In March 1995, in the middle of my sophomore year [at George Washington University], my mom invited me to join her in New York at the preparatory session for the United Nations Fourth World Conference on Women, which would be held in Beijing that September. She needed an assistant to do what I had done for my father on his trips: make travel and hotel bookings, take notes at meetings, and so on. It had been a decade since the last World Conference on Women, and it sounded like some bureaucratic exercise. My mother's generation had struggled and fought for progress. Wasn't mine the one poised to reap the benefits? I assumed I could do anything I wanted, especially after leaving Saudi Arabia and coming to America. I didn't see it as revolutionary for women to meet to demand the very basic things that I now took for granted.
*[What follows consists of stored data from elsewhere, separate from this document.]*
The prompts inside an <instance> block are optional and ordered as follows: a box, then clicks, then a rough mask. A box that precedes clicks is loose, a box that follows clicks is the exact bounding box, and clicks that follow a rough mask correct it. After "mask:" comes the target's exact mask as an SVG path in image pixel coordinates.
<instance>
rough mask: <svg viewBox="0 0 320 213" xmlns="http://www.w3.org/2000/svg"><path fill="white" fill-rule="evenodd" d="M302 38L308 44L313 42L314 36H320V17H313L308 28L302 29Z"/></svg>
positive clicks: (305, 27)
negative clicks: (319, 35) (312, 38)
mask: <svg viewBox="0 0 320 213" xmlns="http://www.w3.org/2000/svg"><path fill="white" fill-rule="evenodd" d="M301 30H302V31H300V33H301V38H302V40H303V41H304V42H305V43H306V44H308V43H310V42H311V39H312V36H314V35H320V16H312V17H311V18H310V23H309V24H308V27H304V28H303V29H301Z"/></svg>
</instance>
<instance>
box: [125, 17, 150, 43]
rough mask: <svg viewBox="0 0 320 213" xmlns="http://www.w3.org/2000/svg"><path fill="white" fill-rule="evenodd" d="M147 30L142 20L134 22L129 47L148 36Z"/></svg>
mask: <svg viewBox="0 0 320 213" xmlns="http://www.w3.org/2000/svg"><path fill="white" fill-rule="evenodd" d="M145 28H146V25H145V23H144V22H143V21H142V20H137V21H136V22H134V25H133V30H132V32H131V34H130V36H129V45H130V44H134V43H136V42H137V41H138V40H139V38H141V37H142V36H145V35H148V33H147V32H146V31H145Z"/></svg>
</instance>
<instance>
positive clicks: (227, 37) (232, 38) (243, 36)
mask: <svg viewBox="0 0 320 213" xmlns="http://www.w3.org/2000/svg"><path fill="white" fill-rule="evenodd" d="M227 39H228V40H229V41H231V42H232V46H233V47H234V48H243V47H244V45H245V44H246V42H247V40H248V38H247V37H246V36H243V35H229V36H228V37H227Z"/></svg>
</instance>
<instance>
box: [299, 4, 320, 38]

Yet I was awed the moment I stepped into the lobby of the United Nations, its grand entry hall flooded with natural light from a tall floor-to-ceiling wall of windows. The whole building was teeming with thousands of women. Turn this way and they were speaking Spanish; turn that way and they were speaking Dutch, and French, and Arabic. It felt like a place where things were happening.
The previous World Conferences on Women had resulted in a living document called "The Draft Platform for Action," about broad, far-reaching goals for the advancement of women, while also detailing specific milestones and benchmarks for each country and region. Delegations had come to New York to propose amendments to the document, and they would convene in different committees to consider and edit them, line by line and word by word. My job was to go with my mom and her nongovernmental organization to all these different meetings and take notes on the changes being made, then input them into the document so she and her colleagues could review them. The changes would ultimately be put to a vote, and the amendments that passed would be included with the final draft platform to be ratified in Beijing.
It was really exciting. Being there gave me a window into how diplomacy works, how countries have to bend their own priorities and negotiate. It was also an eye-opening education in the ways women were still being treated around the world, not just in the developing world but everywhere. At almost every meeting, my mom would remind her colleagues that nothing would change unless we urged men to the table.
Back at GWU, I ran for president of the Pakistani Students' Association after two guys snickered when someone suggested that I would be an ideal candidate to lead our group. I won. Soon after, I invited the Pakistani ambassador, Maleeha Lodhi, to the university, where she gave a major policy speech about American-Pakistani relations. Our group also organized students to lobby Congress. This small taste of diplomacy and politics felt not just exciting but also right. Almost like a beginning.
Over the course of my junior year, I began talking to friends about an internship for my senior year. To apply to graduate school, I needed some kind of work experience and I didn't have any. My friend Roneith Hibbert told me about her incredible internship at the White House, working for President Clinton's press secretary, Mike McCurry. She sat right behind the podium and blue curtain, where all the administration officials would make media appearances. "I think you'd love it and it would be a great opportunity. I'll pick up an application for you."
I had never dreamed of working in the White House, or even in government. I suspected it might be totally beyond my reach. But I still carried the feeling I'd had as I walked around the United Nations building, and I figured, Well, what do I have to lose?